Afrobasket 2017: la capitaine Guinéenne dénonce les conditions dans lesquelles ses coéquipières s'entraînent

Afrobasket 2017: la capitaine Guinéenne dénonce les conditions dans lesquelles ses coéquipières s'entraînent

Aps Le 2017-08-23  Source
+++De l'envoyée spéciale de l'APS: Seynabou Ka+++

Bamako (Mali), 23 août (APS) - La capitaine de l'équipe féminine de Basket de la Guinée, Nadia Peruch Niang s'est désolée, mardi à Bamako (Mali), des "conditions déplorables" dans lesquelles elles s'entraînent.
"J'ai honte des conditions dans lesquelles elles s'entraînent et j'ai honte de tout ce qui n'est pas fait pour elles. Les conditions ne sont pas réunies pour qu'elles puissent travailler et apprendre le basket et il faut que cela change", a-t-elle fait remarquer.
S'exprimant en conférence de presse après la quatrième défaite d'affilée de l'équipe Guinéenne face au Nigéria (106-33), l'une des joueuses les plus agées de la compétition (39ans) dit profiter de ces moments avec la presse pour dire "les vérités qui bloquent le basket guinéen".
"Aujourd'hui quand je vois le score, je devrais avoir honte. Il y a tellement d'écart entre ce que fait le Nigéria en termes de basket et ce que nous on peut faire même avec la meilleure des volontés", a-t-elle souligné, émue aux larmes.
La Guinée a subi sa première large défaite contre le Sénégal en match d'ouverture (105-39). Elle a ensuite été tour à tour battue parl'Egypte (109-78), le Mozambique (88-47) et le Nigéria (106-33).
Mercredi matin, elles ont essuyé leur cinquième revers face à la République démocratique du Congo(84-37).
"C'est frustrant je n'ai jamais de ma longue carrière perdue des matchs avec autant d'écart. J'ai participé à la compétition il y a deux ans à Yaoundé et ce qui est malheureux, c'est de voire des joueuses qui évoluent en Guinée et qui malheureusement n'ont pas progressé", a-t-elle regretté.

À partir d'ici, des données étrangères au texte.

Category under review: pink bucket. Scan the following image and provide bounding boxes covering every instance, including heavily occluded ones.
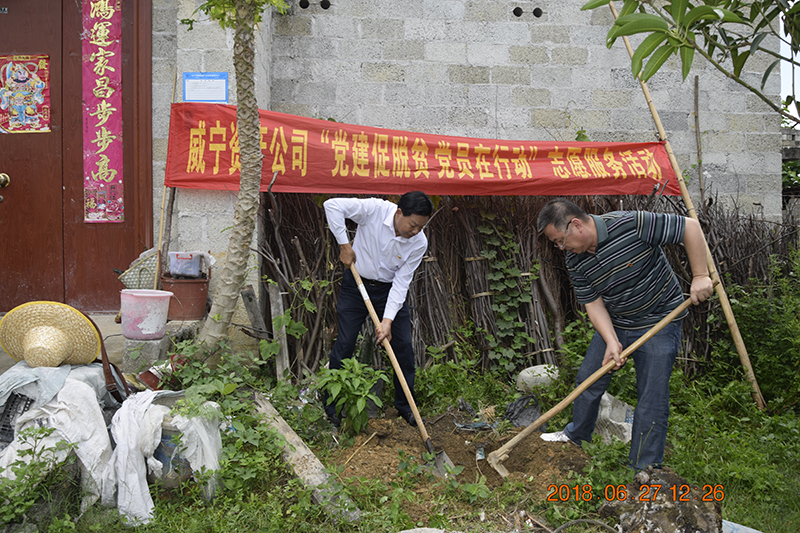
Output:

Toutefois, NadiaPeruchNianga tenu a préciser qu'elle n'a "pas honte de ses coéquipières qui ont donné tout ce qu'elles avaient".

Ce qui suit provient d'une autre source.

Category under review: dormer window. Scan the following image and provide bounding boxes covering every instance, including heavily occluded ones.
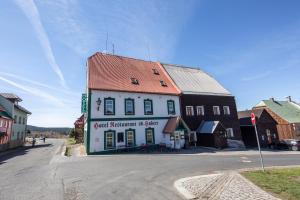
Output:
[130,78,139,85]
[152,69,159,75]
[160,80,168,87]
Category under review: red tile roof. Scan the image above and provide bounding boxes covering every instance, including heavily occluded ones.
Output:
[88,52,180,95]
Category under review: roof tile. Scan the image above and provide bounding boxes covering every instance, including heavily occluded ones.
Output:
[88,52,180,95]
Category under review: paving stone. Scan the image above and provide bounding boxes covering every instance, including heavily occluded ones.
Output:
[178,172,277,200]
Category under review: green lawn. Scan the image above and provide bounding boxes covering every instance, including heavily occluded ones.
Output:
[67,138,76,145]
[242,168,300,200]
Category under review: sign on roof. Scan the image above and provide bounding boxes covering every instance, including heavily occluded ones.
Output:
[81,94,87,113]
[251,113,256,125]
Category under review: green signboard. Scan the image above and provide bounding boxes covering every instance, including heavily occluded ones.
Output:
[81,94,87,113]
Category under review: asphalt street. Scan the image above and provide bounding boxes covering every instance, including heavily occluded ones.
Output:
[0,140,300,200]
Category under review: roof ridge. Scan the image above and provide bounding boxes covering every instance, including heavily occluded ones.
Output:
[160,62,202,73]
[88,51,158,63]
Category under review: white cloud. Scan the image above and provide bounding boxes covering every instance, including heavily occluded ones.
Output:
[0,76,65,107]
[15,0,67,88]
[37,0,196,60]
[242,71,272,81]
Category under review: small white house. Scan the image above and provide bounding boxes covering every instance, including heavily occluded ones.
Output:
[0,93,31,148]
[84,53,187,154]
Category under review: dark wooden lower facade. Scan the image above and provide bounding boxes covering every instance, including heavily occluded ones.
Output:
[180,94,242,148]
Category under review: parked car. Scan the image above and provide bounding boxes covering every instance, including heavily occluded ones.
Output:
[276,139,300,151]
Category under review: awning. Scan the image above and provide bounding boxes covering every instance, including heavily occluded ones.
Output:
[163,116,191,134]
[196,121,220,134]
[0,109,12,119]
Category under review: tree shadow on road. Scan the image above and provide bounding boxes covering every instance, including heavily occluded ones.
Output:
[0,144,53,165]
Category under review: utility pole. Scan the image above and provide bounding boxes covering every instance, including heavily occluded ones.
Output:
[251,113,265,172]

"Je vais leur dire de ne pas ressortir la tête baissée. Il faut qu'elles soient fières parce qu'elles sont extrêmement motivées et courageuses et si elles n'ont pas progressé, c'est que les moyens n'ont pas était mis en place pour cela", a-t-elle dit de ses coéquipières.
Pour l'entraîneur des Guinéennes, Ousmane Camara, on ne peut ''rien les reprocher'', car elles n'ont pas eu de "temps" pour se préparer. "Si les filles se regroupent trois jours avant pour jouer une compétition internationale j'aimerais bien voir le coach qui va réussir ce coup de miracle", a-t-il dénoncé.
"On peut changer plusieurs fois de techniciens mais si c'est dans les mêmes conditions, ça ne marchera pas", a-t-il dit.